In order to forestall such a cosmic solecism, the BBC then took another tack, and began running old episodes of the soap. This recursive solution had some validity – not least because many Archers listeners are probably like me, and drop in and out of its aural swaddling with all the attentiveness of a child smoothing nap on a piece of velvet. But also because despite all its producers’ and scriptwriters’ attempts to be modish, there remains something quintessentially tweedy-textured and wet-dog-smelling about the programme. It also took me a while to realise they actually were running repeats, because there’s a timeless, near-circadian rhythm to the way the Archers’ plots develop – what matter if it’s Tom’s sausages, or Helen’s cheese, the important things is that now and forever, ‘The lowing herd wind slowly o’er the lea’ while ‘the ploughman homeward plods his weary way’.
Actually, in terms of the Archers and narrative structure, Grey’s Elegy Written in a Country Churchyard turns out to be prophetic – given that once herd and ploughman are gone, their absence ‘leaves the world to darkness and to me’. Grey’s soliloquiser anticipated the soap’s next mutation, which was to exchange the thrust-and-parry of the dialogic in favour of the socially-isolated cast recording a series of solo speeches in the duvet-swaddled reclusion of their several and geographically separated airing cupboards. I tuned in eagerly the other day (something that I’ve never done before), in order to hear how this revolution in radio dramaturgy sounded; would there be a Beckettian feel to the enterprise, as the character’ fluency broke down in the face of their isolation, and they began to doubt the very capacity of language itself to convey their emotions – so resorted to the disjointed syntax of an Estragon or a Krapp? I was looking forward to Brian Aldridge, crumbling a handful of dirt in his hand while intoning: ‘Not, never nor never done this… life… land not done – not done nothing… all poison…’ or some such.
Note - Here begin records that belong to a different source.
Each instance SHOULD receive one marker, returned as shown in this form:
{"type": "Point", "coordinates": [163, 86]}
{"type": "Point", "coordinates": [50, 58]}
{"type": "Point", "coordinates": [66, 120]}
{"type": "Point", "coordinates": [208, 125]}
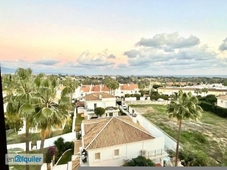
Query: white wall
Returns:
{"type": "Point", "coordinates": [130, 99]}
{"type": "Point", "coordinates": [126, 151]}
{"type": "Point", "coordinates": [105, 102]}
{"type": "Point", "coordinates": [222, 103]}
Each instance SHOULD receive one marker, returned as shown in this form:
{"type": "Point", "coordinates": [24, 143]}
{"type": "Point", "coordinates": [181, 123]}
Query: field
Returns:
{"type": "Point", "coordinates": [208, 135]}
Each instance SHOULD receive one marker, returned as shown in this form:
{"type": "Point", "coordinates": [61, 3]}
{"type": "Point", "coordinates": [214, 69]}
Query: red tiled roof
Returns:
{"type": "Point", "coordinates": [95, 96]}
{"type": "Point", "coordinates": [104, 88]}
{"type": "Point", "coordinates": [129, 86]}
{"type": "Point", "coordinates": [158, 165]}
{"type": "Point", "coordinates": [96, 88]}
{"type": "Point", "coordinates": [112, 131]}
{"type": "Point", "coordinates": [85, 88]}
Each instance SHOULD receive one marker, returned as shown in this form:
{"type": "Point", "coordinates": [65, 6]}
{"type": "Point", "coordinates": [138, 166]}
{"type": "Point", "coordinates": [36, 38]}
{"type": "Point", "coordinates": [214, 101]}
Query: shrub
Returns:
{"type": "Point", "coordinates": [139, 161]}
{"type": "Point", "coordinates": [99, 111]}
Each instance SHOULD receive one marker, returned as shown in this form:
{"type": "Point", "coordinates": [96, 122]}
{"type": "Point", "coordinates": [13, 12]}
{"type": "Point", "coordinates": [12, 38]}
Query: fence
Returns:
{"type": "Point", "coordinates": [48, 142]}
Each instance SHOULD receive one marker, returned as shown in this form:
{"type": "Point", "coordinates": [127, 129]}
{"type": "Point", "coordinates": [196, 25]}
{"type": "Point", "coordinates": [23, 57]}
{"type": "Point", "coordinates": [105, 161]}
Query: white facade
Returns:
{"type": "Point", "coordinates": [153, 149]}
{"type": "Point", "coordinates": [90, 105]}
{"type": "Point", "coordinates": [222, 102]}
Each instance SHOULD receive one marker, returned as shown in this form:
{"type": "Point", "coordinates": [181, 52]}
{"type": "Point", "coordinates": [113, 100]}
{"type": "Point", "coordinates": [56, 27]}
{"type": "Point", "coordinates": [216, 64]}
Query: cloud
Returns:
{"type": "Point", "coordinates": [154, 58]}
{"type": "Point", "coordinates": [47, 62]}
{"type": "Point", "coordinates": [96, 60]}
{"type": "Point", "coordinates": [111, 56]}
{"type": "Point", "coordinates": [223, 46]}
{"type": "Point", "coordinates": [168, 42]}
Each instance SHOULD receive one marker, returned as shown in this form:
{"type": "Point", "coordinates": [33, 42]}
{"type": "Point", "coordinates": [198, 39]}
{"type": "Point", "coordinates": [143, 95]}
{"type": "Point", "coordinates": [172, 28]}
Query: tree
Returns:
{"type": "Point", "coordinates": [20, 101]}
{"type": "Point", "coordinates": [139, 161]}
{"type": "Point", "coordinates": [99, 111]}
{"type": "Point", "coordinates": [111, 84]}
{"type": "Point", "coordinates": [183, 106]}
{"type": "Point", "coordinates": [204, 91]}
{"type": "Point", "coordinates": [50, 113]}
{"type": "Point", "coordinates": [198, 91]}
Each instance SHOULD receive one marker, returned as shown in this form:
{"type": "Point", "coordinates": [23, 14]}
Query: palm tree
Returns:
{"type": "Point", "coordinates": [19, 100]}
{"type": "Point", "coordinates": [205, 91]}
{"type": "Point", "coordinates": [49, 113]}
{"type": "Point", "coordinates": [183, 106]}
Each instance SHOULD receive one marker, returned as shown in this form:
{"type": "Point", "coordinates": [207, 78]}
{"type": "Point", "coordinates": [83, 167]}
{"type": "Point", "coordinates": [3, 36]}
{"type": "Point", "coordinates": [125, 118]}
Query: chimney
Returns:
{"type": "Point", "coordinates": [134, 119]}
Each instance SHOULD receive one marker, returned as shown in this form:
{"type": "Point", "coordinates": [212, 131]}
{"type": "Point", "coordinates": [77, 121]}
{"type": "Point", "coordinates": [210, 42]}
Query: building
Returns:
{"type": "Point", "coordinates": [100, 99]}
{"type": "Point", "coordinates": [222, 101]}
{"type": "Point", "coordinates": [126, 89]}
{"type": "Point", "coordinates": [172, 90]}
{"type": "Point", "coordinates": [112, 140]}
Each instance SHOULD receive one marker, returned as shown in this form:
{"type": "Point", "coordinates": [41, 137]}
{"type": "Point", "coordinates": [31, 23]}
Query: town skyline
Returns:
{"type": "Point", "coordinates": [115, 38]}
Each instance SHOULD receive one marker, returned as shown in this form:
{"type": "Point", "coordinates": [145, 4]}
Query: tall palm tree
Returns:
{"type": "Point", "coordinates": [49, 112]}
{"type": "Point", "coordinates": [19, 100]}
{"type": "Point", "coordinates": [183, 106]}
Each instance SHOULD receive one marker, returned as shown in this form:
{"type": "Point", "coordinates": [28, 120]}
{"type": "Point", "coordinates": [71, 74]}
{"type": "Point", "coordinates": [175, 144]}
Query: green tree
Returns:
{"type": "Point", "coordinates": [204, 91]}
{"type": "Point", "coordinates": [197, 91]}
{"type": "Point", "coordinates": [50, 113]}
{"type": "Point", "coordinates": [99, 111]}
{"type": "Point", "coordinates": [183, 106]}
{"type": "Point", "coordinates": [20, 101]}
{"type": "Point", "coordinates": [13, 121]}
{"type": "Point", "coordinates": [111, 84]}
{"type": "Point", "coordinates": [139, 161]}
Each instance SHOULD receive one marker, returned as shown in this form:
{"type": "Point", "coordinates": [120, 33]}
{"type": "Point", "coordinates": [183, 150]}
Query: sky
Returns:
{"type": "Point", "coordinates": [115, 37]}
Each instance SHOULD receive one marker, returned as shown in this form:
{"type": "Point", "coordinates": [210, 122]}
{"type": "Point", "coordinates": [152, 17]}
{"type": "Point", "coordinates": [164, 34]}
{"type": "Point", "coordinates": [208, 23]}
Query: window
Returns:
{"type": "Point", "coordinates": [97, 156]}
{"type": "Point", "coordinates": [116, 152]}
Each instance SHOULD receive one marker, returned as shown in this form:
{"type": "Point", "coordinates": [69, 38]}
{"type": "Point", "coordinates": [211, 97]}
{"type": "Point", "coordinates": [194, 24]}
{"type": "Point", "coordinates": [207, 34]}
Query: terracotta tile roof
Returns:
{"type": "Point", "coordinates": [85, 88]}
{"type": "Point", "coordinates": [158, 165]}
{"type": "Point", "coordinates": [222, 97]}
{"type": "Point", "coordinates": [96, 88]}
{"type": "Point", "coordinates": [95, 96]}
{"type": "Point", "coordinates": [104, 88]}
{"type": "Point", "coordinates": [129, 86]}
{"type": "Point", "coordinates": [188, 88]}
{"type": "Point", "coordinates": [79, 104]}
{"type": "Point", "coordinates": [104, 132]}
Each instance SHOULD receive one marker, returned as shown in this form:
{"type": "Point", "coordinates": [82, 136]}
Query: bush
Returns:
{"type": "Point", "coordinates": [139, 161]}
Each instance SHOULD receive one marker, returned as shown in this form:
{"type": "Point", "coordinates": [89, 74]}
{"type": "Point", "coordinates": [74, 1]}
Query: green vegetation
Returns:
{"type": "Point", "coordinates": [66, 157]}
{"type": "Point", "coordinates": [13, 137]}
{"type": "Point", "coordinates": [204, 136]}
{"type": "Point", "coordinates": [139, 161]}
{"type": "Point", "coordinates": [183, 106]}
{"type": "Point", "coordinates": [99, 111]}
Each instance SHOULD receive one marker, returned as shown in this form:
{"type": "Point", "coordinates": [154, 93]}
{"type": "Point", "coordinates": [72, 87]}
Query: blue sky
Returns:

Alternatively, might the new format allow for genuinely Shakespearean soliloquizing? Might Freddie Pargeter stare deep into the eye sockets of a sheep skull and see there the void at the centre of all human being – and might he put this insight into poetry as euphonious as it is philosophically complex? Well, no. The Archers’ scriptwriters seem to have eschewed older models of the solo vocative, in favour of giving their characters internal monologues that derive from contemporary media. They speak not as Ophelia does of her fraying sanity – but like people composing a text message aloud, or a Tweet. Not only do the internal monologues of the characters have little of the polyphonic oddity of any human consciousness, but they also cleave to the most basely quotidian aspects of their lives – the eggs and the sausages, the herd and the ploughman. In those blue-remembered days when the actors who play Linda Snell and Susan Carter were in the studio together, discussing matters of the utmost banality, it was possible to grant them rich inner lives to which we, the listeners, were denied access. But now we know the truth: inside the actor playing Linda Snell there’s another Linda Snell, and inside that one a third – and so on ad infinitum and ad nauseum.